The variable “ES3c” will hold the next stage after it has been decoded.
What function is responsible for executing the de-obfuscated second stage?
The function Eval() will be passed the ES3c variable to execute the second stage.
What is the “key” needed to unravel the second stage?
To find the key, I’ll need information outside of the single sample provided. I know it is the malware Turla so I’ll search there first. At this securelist post, I found a potential key. The code was structured exactly the same , but variable names were different so I didn’t think it would work. Using this key, the second stage did not contain valid Javascript. This suggests to me there are multiple variations of this malware that has changed overtime to make detection harder.
Next I looked for posts specifically about this exact sample of Turla. I added “eval(ES3c)” to my search to make sure the exact variable name is in the post. I found a key of “EzZETcSXyKAdF_e5I2i1” in another blog post, added it to the sample, and executed it to find the next stage.

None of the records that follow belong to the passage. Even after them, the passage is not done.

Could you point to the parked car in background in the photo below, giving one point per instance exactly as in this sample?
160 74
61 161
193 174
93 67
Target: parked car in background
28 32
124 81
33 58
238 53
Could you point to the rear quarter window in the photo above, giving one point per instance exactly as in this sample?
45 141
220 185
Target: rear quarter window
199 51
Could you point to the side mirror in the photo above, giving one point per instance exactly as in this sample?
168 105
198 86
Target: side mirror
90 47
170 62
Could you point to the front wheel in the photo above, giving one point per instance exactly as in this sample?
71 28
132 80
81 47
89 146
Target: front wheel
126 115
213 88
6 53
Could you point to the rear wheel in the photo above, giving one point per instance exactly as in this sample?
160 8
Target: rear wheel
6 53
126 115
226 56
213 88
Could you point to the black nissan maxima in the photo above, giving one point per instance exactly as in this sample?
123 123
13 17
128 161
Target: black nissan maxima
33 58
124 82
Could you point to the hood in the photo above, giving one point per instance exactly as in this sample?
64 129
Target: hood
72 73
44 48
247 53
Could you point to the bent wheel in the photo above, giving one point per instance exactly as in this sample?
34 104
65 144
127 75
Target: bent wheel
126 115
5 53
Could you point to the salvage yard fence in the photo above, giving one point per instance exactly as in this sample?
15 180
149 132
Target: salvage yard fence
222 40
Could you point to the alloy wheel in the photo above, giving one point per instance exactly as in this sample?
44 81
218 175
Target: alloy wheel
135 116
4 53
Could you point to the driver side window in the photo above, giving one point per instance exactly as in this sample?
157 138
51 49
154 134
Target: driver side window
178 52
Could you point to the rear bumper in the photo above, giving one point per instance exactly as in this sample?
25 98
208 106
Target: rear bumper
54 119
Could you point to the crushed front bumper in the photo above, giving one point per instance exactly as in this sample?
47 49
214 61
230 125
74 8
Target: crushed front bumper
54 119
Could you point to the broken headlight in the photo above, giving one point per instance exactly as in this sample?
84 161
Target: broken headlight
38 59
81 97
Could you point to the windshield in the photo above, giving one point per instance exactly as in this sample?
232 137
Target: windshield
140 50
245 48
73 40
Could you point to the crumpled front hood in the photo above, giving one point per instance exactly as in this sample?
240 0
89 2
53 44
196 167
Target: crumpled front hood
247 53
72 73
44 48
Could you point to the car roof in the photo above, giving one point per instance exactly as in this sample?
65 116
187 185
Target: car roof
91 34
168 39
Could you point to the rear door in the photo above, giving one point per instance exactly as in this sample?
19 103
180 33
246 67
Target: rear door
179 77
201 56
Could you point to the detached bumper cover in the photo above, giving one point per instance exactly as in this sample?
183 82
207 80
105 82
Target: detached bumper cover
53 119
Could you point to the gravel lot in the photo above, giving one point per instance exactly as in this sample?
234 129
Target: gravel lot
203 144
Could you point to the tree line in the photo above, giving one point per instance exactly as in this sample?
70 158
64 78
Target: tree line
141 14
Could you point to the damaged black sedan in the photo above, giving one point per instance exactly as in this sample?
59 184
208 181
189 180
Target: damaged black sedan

What does the function LXv5 do?
The function takes a string, decodes it, and converts it to an array that is passed to CpPT to decode and get the second stage. I could go line by line and look closely at the code, but the input string gives away what the code is doing. It contains all ASCII characters, capital and lowercase letters, digits 0-9, “/”, “+”, and the “=” at the end for padding. I can throw the string into CyberChef and base-64 decode it. It’s still nonsense, but there’s another function to decode it before it is executed. Comparing the array that is returned from the function and the result in CyberChef, I see they are exactly the same.
What does the function CpPT do?
CpPT takes the array from the function LXv5 and the key I found in the blog post to decode the second stage. Other research has identified this function as RC4 encryption so I will try to confirm that is the case here. Refactoring the code in the malware shows it is nearly identical to the pseudocode presented in the Wikipedia article for RC4. The first two for loops are part of the key-scheduling algorithm. The last for loop is the Pseudo-random generation algorithm (PRGA).
KSA Comparison
PRGA Comparison
TLDR
- This stage of Turla is encoded JavaScript that takes a string, decodes it, and executes it with eval.
- It requires a password to increase the difficulty of analyzing the sample without additional data about where it came from.
- The malware uses RC4 and Base-64 to decode the string to get to the second stage.
- Both the RC4 and Base-64 algorithms are coded in the malware instead of using a built-in function to make the sample harder to understand.